Will the APA board listen?
To the editor:
On Tuesday, Aug. 3, Essex County Judge Richard Meyer granted seven homeowners’ request for a temporary restraining order against the homeowners of Deerwood Lot 9 on Upper Saranac Lake in the Adirondacks.
The order prohibits the owners of Lot 9 from cutting any more trees on the property, doing anything to disturb the wetlands and from taking any action to construct or commence the construction of an on-site septic system.
Over the past several months the homeowners of Deerwood Lot 9 had used a segmented approach as guided by APA staff to garner permit amendments that went against the lot’s original 1987 deed restrictions approved by the APA in order to protect wetlands.
The homeowners also proposed an amendment to cut trees from the shoreline a distance of 500 feet to the building site in order to have a view of the lake. The area proposed for cutting is located within Category 1 wetlands that has streams that provide fresh water to the north end of the eight mile long Upper Saranac Lake.
Equally concerning is the Permit Amendment that APA granted to allow the placement of an on-site septic system 100′ from running water; a stream that runs through the wetlands directly into the lake. The 1987 APA Permit required that the septic system be away from the wetlands at a designated field dedicated for Lot 9 and one other lot. All other lots in the Deerwood subdivision needed to be at least 200′ from the wetlands and streams. It should be noted that the New York State Department of Health minimum distance of septic systems is 200 ‘ as well!
The wetlands impacted by this project are part of an approximately 25 acre wetlands that contains a rare Category 1 wetlands, and provides habitat to loons, herons, fish, rare orchids and bobcats.
These are the most egregious of the problems with the APA’s review process for this development. Only APA staff have reviewed and made decisions allowing the Permit Amendment. It was important to some internal APA staff that the elements of this project be reviewed separately, using the novel “APA -guided segmentation approach” so that the proposed permit amendment could be classified as “non-material” and not require a decision at the APA Board level or any public notification per standard APA policy. The permit amendment allowing the relocation of a septic system to Lot 9 in close proximity to wetlands is VERY “material” in scope as a threat to the ecology of the wetlands. The elements of the proposed project, individually and collectively, are material and deserve to be reviewed in total before the APA Board Members.
To be clear, no one is denying that there is a suitable location on Lot 9 to build a home.
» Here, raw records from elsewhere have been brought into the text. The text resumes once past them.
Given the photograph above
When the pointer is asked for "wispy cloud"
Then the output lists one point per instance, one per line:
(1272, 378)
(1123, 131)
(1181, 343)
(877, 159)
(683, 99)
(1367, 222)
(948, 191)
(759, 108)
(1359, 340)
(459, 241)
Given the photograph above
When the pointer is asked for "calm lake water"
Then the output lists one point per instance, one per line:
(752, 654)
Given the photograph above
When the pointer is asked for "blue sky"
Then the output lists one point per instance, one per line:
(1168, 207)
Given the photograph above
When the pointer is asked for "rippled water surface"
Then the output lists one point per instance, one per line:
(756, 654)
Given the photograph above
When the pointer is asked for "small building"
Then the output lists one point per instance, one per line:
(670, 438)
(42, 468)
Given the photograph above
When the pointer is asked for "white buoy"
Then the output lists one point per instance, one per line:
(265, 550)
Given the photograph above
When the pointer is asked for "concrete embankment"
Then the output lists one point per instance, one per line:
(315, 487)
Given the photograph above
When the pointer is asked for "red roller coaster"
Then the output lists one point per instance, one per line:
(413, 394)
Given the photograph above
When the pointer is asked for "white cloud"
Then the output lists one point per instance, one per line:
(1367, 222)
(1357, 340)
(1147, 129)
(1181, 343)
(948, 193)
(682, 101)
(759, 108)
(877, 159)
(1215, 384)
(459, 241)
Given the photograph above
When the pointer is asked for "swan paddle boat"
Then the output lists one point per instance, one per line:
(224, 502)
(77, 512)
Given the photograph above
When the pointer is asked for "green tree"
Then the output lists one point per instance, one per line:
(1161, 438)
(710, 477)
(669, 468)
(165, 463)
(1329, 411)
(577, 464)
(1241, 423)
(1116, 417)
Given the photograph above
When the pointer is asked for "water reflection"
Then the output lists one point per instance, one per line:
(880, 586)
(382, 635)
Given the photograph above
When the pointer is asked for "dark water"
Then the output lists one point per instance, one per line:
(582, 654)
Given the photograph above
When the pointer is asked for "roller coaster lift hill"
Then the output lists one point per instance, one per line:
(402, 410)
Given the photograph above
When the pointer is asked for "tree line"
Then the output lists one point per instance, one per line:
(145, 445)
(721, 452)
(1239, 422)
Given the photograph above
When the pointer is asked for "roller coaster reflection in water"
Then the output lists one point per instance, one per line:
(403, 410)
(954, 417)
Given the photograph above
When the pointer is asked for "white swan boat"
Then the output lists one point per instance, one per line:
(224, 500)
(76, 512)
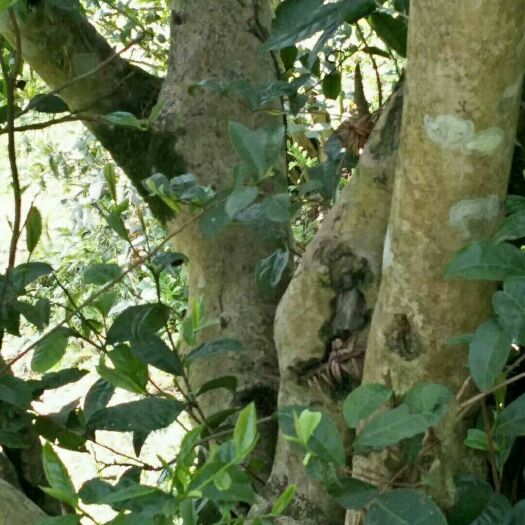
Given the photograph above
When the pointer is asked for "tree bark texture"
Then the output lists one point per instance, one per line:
(330, 297)
(464, 77)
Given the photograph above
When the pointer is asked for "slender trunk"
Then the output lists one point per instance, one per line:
(330, 298)
(464, 76)
(218, 40)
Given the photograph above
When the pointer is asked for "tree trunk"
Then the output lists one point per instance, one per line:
(218, 40)
(330, 298)
(464, 75)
We only ask that the homeowners abide by the current and original APA Permit 87-74 put in place by the APA to PROTECT THE WETLANDS and to protect the water quality of Upper Saranac Lake.
As one of 7 of the Petitioners in the Article 78 proceeding, I am hopeful the APA Board members will now take notice of the serious threat to wetlands that has until now been kept hidden from them by their own staff.
It’s time for the APA to show some leadership at the Board level and immediately revoke this decision that was made in error, so that this wetland and lake is protected for years to come.